Dawno, dawno temu żył sobie Król i Królowa.
Król i Królowa ze swoim Królem bardzo lubili jeździć swoją karetą.
Kareta miała 4 koła: prawe przednie, lewe tylne, lewe przednie i prawe tylne.
Lewy koń był biały, a prawy koń był czarny.
Pewnego dnia Królowa rzekła do swego Króla:
Królu mój, Królu mój wspaniały, Drogi Królu, powiedz woźnicy żeby przygotował konie i sprawdził koła, bo na ostatnim spacerze był problem z prawym tylnym kołem.
Woźnica zaprzągł konie i karetę.
Sprawdził prawe tylne koło, rzucił okiem na lewe przednie koło, potem rzekł do Króla:
Królu mój, nasz wspaniały Królu, najukochańszy Królu, kareta i konie są gotowe.
Królowa z Królem wsiedli do karety i pojechali na piękną łąkę.
W pewnym momencie Królowa rzekła do Króla:
Usiądź sobie Królu, kochany Królu, mój ty najukochańszy Królu. Powiedz woźnicy by nakarmił oba konie i przygotował karetę na następny dzień abyśmy mogli wybrać się jeszcze raz sami.

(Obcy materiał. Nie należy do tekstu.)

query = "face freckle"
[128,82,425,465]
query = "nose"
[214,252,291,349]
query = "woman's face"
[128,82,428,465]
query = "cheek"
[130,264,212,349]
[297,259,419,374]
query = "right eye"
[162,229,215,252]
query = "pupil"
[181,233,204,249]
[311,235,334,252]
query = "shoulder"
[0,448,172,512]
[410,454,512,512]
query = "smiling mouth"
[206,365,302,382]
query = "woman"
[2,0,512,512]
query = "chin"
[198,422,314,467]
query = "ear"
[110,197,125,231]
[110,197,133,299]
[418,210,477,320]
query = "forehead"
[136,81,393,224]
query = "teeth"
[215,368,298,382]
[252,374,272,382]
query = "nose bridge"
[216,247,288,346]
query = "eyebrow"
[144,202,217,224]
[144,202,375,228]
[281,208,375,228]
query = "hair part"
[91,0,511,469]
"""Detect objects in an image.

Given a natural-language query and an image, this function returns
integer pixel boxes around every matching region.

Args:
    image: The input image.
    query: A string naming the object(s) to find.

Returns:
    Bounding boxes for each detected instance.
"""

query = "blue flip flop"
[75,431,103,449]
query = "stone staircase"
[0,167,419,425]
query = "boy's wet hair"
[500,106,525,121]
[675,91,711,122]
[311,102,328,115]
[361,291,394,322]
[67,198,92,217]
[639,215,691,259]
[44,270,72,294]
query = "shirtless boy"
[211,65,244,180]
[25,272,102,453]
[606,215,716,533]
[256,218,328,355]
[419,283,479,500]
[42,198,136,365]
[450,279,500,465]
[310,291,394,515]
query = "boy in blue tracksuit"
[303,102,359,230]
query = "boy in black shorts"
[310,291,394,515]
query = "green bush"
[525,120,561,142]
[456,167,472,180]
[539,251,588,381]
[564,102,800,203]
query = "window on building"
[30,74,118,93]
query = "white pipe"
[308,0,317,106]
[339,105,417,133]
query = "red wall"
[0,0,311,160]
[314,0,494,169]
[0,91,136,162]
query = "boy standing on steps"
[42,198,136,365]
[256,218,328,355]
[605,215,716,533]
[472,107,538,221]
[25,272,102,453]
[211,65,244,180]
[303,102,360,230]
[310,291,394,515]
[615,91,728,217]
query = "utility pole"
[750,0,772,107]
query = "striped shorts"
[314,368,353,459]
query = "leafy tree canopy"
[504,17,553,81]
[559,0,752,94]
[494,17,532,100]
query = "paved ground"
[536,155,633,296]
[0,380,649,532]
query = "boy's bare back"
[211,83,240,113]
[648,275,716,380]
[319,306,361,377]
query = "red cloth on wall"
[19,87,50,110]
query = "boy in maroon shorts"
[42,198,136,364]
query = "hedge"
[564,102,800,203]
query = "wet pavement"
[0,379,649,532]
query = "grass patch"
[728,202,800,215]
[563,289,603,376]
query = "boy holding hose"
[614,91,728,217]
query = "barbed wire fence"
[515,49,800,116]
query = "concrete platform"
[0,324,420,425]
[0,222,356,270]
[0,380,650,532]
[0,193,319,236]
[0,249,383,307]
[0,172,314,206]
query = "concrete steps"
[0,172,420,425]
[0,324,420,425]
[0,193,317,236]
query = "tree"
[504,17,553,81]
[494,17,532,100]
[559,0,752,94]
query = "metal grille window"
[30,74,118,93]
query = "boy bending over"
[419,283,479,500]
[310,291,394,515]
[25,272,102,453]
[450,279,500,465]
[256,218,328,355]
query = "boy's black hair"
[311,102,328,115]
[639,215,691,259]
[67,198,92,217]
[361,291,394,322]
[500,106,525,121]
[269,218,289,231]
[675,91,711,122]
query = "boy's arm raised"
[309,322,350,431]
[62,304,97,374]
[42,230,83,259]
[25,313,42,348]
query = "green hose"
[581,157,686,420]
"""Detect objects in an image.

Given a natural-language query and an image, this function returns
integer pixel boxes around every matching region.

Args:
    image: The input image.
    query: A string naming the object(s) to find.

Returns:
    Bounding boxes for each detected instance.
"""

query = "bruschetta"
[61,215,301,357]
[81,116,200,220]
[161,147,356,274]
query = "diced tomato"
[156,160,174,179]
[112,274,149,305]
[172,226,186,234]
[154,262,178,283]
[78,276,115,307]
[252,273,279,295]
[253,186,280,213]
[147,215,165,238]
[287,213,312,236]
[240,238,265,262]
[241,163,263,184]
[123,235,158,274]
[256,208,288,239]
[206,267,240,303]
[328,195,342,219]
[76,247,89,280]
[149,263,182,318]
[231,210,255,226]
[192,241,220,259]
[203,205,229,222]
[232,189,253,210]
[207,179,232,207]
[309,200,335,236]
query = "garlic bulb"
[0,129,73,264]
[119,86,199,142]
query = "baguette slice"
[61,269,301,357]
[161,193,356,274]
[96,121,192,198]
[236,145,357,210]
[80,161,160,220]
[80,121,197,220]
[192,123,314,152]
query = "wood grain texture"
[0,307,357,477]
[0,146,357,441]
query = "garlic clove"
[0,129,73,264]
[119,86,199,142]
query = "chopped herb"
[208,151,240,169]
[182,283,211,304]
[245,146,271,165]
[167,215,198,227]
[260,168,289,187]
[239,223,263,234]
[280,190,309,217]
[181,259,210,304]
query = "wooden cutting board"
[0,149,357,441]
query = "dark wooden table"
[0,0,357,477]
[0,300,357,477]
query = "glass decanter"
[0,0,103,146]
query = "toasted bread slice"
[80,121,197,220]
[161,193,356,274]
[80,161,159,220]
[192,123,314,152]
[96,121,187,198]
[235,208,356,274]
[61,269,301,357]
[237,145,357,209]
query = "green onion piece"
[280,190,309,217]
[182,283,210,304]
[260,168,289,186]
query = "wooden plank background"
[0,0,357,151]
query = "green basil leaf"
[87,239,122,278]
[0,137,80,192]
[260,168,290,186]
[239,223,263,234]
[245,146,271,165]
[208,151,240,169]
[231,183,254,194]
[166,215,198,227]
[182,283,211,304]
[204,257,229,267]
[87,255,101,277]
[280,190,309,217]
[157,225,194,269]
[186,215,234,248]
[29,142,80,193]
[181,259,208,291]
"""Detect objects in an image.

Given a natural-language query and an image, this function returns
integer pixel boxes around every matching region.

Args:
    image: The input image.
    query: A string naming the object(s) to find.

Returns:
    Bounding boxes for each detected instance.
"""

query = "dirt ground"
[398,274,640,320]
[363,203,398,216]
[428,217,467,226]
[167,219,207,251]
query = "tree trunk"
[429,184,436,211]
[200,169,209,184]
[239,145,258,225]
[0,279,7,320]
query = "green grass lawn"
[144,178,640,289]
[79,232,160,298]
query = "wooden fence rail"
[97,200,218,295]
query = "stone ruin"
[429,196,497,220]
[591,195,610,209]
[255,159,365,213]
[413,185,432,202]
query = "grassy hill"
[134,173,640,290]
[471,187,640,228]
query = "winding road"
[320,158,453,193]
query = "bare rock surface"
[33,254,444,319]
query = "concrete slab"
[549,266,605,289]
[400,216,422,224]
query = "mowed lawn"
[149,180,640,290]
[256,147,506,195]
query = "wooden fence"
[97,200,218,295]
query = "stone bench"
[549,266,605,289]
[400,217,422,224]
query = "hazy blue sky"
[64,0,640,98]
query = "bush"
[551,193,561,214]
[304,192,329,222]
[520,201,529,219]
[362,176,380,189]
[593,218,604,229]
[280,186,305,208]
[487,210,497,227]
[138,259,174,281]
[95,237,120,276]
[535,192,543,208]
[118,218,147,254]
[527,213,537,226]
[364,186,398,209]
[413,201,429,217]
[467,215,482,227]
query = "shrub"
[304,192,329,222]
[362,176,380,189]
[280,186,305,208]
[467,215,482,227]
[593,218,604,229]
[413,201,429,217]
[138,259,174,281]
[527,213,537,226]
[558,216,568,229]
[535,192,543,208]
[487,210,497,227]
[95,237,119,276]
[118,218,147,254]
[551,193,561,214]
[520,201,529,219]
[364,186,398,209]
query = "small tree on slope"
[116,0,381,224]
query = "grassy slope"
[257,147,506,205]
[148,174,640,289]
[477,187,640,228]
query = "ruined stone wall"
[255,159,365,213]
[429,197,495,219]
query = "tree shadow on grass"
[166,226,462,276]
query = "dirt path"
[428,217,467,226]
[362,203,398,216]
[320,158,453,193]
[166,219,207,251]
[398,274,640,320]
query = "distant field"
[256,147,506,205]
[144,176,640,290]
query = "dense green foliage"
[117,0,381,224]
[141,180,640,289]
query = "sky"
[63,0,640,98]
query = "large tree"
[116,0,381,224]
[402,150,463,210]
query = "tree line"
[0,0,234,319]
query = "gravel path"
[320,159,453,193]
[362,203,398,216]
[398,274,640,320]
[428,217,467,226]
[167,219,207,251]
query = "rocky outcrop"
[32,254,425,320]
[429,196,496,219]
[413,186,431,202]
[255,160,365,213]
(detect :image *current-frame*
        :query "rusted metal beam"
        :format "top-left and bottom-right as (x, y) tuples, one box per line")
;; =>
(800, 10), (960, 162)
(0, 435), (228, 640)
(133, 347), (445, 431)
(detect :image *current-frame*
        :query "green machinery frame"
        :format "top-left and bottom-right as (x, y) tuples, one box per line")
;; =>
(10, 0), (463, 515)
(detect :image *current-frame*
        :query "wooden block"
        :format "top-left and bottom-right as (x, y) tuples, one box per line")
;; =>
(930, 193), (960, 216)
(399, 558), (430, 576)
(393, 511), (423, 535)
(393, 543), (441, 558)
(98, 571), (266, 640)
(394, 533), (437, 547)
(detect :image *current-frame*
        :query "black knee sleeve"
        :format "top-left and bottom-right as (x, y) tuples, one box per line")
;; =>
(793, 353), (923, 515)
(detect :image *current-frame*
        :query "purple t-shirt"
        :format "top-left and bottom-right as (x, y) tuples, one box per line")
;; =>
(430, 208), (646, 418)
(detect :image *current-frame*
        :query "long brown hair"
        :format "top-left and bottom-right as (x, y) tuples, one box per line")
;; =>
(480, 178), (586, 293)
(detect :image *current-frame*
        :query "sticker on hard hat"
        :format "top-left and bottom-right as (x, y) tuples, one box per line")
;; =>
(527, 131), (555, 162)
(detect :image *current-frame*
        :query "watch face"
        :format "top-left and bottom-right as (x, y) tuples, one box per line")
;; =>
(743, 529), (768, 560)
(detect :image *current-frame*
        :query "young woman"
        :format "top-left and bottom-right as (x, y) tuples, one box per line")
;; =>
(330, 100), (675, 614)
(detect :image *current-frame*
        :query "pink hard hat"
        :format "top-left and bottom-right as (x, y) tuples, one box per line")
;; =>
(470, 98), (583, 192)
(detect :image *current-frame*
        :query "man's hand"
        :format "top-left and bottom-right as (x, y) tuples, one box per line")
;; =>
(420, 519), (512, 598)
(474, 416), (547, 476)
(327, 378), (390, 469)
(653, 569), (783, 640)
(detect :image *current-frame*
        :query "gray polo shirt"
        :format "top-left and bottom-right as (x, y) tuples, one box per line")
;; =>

Król rzekł do Królowej: Królowo moja, moja kochana Królowo, Kocham Cię moja Królowo i dał jej słodkiego całusa.
Taniec, np. w parach. Gra muzyka, co jakiś czas jest zatrzymywana wtedy prowadzący mówi „Rączki były?. Były. Kolana były?? Nie były” - pary trzymają się wtedy za kolana. Itd. Jak zabawa Tańczymy labada
Rodzina I RodzinaII
mama mama
tata tata
Jacek Jacek
Witek Witek
Zosia Zosia
Burek Burek
Słoń słoń
Na hasło np. .mama obiegamy od wewnątrz dookoła swój rząd i siadamy na swoim krześle.
mama + tata= rodzice
Jacek+ Witek+ Zosia= dzieci
Mama+ tata+dzieci= rodzina
Mama+ tata+dzieci + Burek + słoń = wszyscy
OPOWIADANIE
Pewnego razu tata powiedział:
-Do naszego miasta przyjechał cyrk, może pójdziemy na przedstawienie całą rodziną?
-Świetnie! zawołał Jacek
Bardzo chciałbym zobaczyć słonia!
E tam, słoń, słoń małpy są bardziej ciekawe-rzucił Witek.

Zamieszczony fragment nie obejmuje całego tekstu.